Speaker of the Council of States
- Incumbent
- Assumed office 2 August 2021
- Preceded by: Joseph Bol Chan

Personal details
- Born: 15 December 1964 (age 61) MarialBai, Aweil West County
- Party: SPLM-IO

= Deng Deng Akon =

South Sudanese politician

Deng Deng Akon (born 15 December 1964) is a South Sudanese politician and a member of the Sudan People's Liberation Movement-in-Opposition. He was elected as Speaker of the House for the Council of States on 2 August 2021.

== Early life ==
Deng was born on 15 December 1964, in MarialBai, Aweil West County of NBG.

==Political career==

In February 2013, Akon was included on the list of officers from the Sudan People's Liberation Army to be placed on reserve status. He held the rank of Brigadier-General at the time.
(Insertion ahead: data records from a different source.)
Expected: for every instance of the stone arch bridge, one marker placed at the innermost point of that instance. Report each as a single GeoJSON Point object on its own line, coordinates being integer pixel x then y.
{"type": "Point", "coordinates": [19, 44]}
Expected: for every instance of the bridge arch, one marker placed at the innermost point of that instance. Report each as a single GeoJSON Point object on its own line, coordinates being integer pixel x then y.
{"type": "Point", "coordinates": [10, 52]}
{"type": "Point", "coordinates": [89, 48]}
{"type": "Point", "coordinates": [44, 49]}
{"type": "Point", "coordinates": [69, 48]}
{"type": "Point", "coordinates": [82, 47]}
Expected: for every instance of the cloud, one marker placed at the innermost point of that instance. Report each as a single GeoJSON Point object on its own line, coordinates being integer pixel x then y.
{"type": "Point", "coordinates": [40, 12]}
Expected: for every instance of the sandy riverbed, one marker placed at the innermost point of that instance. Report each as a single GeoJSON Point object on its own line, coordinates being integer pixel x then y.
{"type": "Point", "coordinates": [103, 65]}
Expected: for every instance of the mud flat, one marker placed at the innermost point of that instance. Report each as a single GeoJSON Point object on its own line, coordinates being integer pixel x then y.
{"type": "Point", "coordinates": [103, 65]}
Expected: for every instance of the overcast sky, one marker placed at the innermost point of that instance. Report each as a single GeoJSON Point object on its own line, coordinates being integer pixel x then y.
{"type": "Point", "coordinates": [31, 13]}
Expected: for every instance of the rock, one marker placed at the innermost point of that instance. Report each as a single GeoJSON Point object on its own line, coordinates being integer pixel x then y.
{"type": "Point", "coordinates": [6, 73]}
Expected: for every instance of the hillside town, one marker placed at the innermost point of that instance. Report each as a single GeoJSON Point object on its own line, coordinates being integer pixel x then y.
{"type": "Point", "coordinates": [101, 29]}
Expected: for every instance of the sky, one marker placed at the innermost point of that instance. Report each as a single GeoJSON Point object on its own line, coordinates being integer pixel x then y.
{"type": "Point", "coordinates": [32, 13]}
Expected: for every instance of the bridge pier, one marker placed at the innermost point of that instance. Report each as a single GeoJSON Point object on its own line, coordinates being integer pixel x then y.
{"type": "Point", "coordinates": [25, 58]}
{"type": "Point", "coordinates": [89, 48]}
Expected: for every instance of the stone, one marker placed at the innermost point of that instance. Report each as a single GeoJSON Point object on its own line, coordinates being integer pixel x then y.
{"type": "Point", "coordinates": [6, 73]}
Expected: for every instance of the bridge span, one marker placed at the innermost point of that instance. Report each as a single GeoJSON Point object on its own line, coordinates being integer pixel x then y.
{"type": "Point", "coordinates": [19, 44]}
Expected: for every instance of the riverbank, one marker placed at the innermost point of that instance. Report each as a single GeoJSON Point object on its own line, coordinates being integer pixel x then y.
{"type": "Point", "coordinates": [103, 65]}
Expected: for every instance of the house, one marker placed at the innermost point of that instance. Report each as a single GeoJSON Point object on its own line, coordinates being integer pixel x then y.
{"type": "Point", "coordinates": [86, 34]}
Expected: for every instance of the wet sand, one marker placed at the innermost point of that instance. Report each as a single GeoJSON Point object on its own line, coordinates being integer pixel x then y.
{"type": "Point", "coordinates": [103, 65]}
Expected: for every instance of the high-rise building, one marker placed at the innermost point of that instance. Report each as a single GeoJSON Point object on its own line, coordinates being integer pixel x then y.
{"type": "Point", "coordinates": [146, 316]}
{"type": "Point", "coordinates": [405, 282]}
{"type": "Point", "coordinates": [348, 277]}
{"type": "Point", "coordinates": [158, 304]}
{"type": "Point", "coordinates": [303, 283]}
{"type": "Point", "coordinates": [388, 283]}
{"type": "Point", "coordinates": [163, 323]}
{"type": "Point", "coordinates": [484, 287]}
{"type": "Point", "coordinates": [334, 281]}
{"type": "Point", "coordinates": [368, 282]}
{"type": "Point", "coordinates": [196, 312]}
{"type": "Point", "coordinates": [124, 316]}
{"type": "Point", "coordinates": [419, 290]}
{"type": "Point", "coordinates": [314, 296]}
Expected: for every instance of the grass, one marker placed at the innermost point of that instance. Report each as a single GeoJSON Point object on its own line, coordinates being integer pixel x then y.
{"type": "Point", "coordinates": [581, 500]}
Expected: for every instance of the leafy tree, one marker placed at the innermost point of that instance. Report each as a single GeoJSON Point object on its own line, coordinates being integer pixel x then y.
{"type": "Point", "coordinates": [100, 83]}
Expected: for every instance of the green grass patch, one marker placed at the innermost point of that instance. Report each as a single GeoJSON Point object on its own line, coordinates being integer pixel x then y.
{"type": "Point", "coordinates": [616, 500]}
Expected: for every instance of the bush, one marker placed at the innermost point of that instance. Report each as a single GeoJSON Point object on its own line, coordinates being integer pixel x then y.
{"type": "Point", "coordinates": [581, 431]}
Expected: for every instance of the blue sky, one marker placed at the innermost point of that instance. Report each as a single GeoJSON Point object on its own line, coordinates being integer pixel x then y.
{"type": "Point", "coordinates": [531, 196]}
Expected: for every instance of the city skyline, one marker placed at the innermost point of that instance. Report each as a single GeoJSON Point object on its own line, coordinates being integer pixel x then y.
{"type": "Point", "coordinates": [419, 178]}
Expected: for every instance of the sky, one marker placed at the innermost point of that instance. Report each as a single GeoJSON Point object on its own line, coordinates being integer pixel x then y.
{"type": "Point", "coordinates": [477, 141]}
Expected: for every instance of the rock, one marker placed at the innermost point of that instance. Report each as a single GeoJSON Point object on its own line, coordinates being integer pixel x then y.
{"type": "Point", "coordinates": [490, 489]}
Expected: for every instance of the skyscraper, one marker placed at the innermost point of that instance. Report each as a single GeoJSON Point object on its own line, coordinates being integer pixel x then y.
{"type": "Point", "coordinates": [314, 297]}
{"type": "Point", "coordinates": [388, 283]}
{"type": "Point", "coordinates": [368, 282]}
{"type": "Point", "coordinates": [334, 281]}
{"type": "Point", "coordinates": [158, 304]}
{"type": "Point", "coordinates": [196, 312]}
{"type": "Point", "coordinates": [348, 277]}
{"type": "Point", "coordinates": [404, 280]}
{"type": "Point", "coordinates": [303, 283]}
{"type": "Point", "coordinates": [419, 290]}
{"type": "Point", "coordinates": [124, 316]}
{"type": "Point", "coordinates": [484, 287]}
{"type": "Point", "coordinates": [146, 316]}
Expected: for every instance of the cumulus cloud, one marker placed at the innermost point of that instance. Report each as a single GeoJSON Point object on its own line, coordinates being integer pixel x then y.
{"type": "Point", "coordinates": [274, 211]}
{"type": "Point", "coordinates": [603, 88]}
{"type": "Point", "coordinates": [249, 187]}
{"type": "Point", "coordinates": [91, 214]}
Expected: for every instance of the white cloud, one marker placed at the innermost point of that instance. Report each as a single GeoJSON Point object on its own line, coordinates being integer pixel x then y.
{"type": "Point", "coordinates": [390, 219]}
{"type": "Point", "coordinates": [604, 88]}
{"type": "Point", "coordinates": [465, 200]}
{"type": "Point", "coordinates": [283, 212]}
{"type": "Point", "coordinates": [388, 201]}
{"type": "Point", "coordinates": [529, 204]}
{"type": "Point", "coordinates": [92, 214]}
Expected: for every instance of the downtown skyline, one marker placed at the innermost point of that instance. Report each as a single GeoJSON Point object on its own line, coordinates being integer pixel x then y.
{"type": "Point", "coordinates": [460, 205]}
In December 2013, Akon was detained along with ten other members of the ruling party, the SPLM, after a failed coup. He was released on 27 December 2013 alongside the ex-minister for higher education, Peter Adwok Nyaba. Akon had formerly served as director in the previous Vice President's office.

In 2020, he was a member of the Cabinet of South Sudan. He was dismissed from the cabinet in July 2021, along with all serving members at the time. On 2 August 2021, he was sworn in as the Speaker for the Council of States alongside the entirety of the Parliament. He urged the separation of powers and adherence to the constitution in an address to the governors and chief administrators of each state at the governor's forum on 22 November 2021.

In August 2022, the Mayom County Commissioner was summarily executed. The Council of States then passed a vote of no confidence in Unity State Governor Dr. Joseph Monytuil. Akon, as the Speaker, received a letter dated 25 August 2022 that the Council was not permitted to pass that vote and would only be able to censure Monytuil with a three-quarter majority of the combined parliament.